Toutes les villes françaises d’une certaine dimension s’engagent aujourd’hui dans la réalisation de métros ou plus souvent de tramways. Il n’y aurait rien à redire si beaucoup d’entre elles ne faisaient coïncider ces travaux avec une restriction de la capacité de la voirie, dans l’espoir que les automobilistes abandonneront alors leur voiture. S’ils le croient, les responsables se trompent lourdement. Il n’existe pas un seul cas au monde où le développement des investissements de transport en commun ait entraîné une réduction de la circulation routière. Les flux sont indépendants. Il ne s’agit pas de vases communicants. En province notamment, l’expérience montre que seuls ou presque ont recours aux transports en commun, même les plus modernes, ceux qui n’ont pas accès à la voiture.
Certes, il faut des transports en commun, et personne n’a jamais prôné le » tout automobile « . Mais, l’automobile continuera à être le mode de transport social de référence, assurant partout, sauf au centre de la région parisienne, la très grande majorité des déplacements motorisés. Si l’on ne veut pas que ses conditions d’utilisation se dégradent au détriment de la qualité de vie de la masse de nos concitoyens, il faudra abandonner une approche idéologique au profit d’une démarche rationnelle, qui parte de la réalité des faits et non de clichés préconçus.
À cette condition, la France continuera d’être, comme elle l’est depuis un siècle, une des terres d’élection de l’exceptionnel outil d’amélioration de la vie que constitue pour la très grande majorité l’automobile, à laquelle nos concitoyens ne sont nullement prêts à renoncer.
Un défi qui subsiste
Il est impossible enfin, au milieu de ce tableau, de passer sous silence la seule contrepartie majeure de l’automobile et c’est par elle qu’il faut terminer. Les accidents de la route demeurent un drame de notre société, tout particulièrement dans notre pays où ils sont pour l’instant plus mal maîtrisés qu’ailleurs.
Il serait utopique de penser supprimer totalement ou presque les accidents, comme c’est le cas pour d’autres modes de transport. La présence sur les routes de dizaines de millions de véhicules, conduits par des dizaines de millions de personnes ayant chacune leurs limites physiques et psychologiques interdit cette perspective. Comme il est exclu d’envisager de supprimer les accidents en supprimant la circulation, ce qui aurait pour conséquence inéluctable de paralyser toute activité économique et sociale et présenterait de multiples autres inconvénients, il est du devoir de notre société de tout mettre en œuvre pour réduire au strict minimum cette contrepartie négative du mode de transport que plébiscitent nos concitoyens.
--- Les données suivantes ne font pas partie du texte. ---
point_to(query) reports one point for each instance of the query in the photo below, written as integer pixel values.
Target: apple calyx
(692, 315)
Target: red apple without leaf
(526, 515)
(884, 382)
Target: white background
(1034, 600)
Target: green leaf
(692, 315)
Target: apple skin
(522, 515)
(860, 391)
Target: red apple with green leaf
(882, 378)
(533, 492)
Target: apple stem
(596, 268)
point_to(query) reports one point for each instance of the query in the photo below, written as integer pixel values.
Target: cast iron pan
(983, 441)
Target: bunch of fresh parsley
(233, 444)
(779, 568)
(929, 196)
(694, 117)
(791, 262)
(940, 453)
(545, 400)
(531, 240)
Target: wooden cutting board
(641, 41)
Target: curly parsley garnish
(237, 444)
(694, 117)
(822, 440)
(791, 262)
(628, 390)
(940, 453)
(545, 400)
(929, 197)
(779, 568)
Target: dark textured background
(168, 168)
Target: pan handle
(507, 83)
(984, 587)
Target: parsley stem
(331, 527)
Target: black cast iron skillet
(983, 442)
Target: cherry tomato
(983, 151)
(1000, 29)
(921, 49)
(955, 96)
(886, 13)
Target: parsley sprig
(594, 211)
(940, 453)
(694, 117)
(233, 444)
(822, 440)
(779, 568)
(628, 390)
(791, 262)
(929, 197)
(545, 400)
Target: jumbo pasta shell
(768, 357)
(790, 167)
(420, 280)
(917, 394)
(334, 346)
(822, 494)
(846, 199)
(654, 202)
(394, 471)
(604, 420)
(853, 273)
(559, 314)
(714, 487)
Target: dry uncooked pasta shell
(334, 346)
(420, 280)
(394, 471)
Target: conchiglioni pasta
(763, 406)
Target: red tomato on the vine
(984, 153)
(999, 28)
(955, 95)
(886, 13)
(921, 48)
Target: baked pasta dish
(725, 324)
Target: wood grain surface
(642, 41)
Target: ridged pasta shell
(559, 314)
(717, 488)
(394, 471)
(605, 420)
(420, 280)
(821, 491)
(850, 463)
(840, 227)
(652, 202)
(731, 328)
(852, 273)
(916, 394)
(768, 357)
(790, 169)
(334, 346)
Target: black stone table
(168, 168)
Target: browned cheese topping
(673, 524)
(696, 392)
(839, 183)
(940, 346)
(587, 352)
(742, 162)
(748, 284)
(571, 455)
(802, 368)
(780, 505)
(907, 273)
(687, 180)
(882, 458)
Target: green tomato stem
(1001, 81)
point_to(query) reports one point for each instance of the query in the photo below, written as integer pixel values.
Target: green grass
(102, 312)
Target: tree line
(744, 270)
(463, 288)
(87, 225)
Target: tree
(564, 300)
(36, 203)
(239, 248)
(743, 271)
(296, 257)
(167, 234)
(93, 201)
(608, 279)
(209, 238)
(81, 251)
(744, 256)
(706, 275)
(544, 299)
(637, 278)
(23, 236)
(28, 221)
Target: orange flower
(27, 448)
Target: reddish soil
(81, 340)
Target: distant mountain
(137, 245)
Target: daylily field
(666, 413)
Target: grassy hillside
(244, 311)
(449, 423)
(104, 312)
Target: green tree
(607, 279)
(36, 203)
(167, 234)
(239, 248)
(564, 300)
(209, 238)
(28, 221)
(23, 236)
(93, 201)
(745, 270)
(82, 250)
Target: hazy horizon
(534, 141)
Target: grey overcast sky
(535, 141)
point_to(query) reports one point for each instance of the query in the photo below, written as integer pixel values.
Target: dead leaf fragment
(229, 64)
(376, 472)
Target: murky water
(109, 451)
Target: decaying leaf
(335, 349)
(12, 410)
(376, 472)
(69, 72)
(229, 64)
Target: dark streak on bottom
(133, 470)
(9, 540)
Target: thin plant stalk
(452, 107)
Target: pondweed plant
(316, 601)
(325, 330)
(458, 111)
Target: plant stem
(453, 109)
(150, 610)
Heureusement, sur la longue période, les accidents sont en diminution puisque le nombre des victimes est deux fois moindre qu’il y a trente ans, pour un trafic qui a plus que doublé. Mais il reste beaucoup à faire, et les efforts accomplis dans notre pays sont encore très insuffisants en regard d’un enjeu économique et surtout humain qui reste insupportable. C’est là le défi majeur des années à venir, celui qui, plus que tout autre, doit mobiliser les efforts de tous.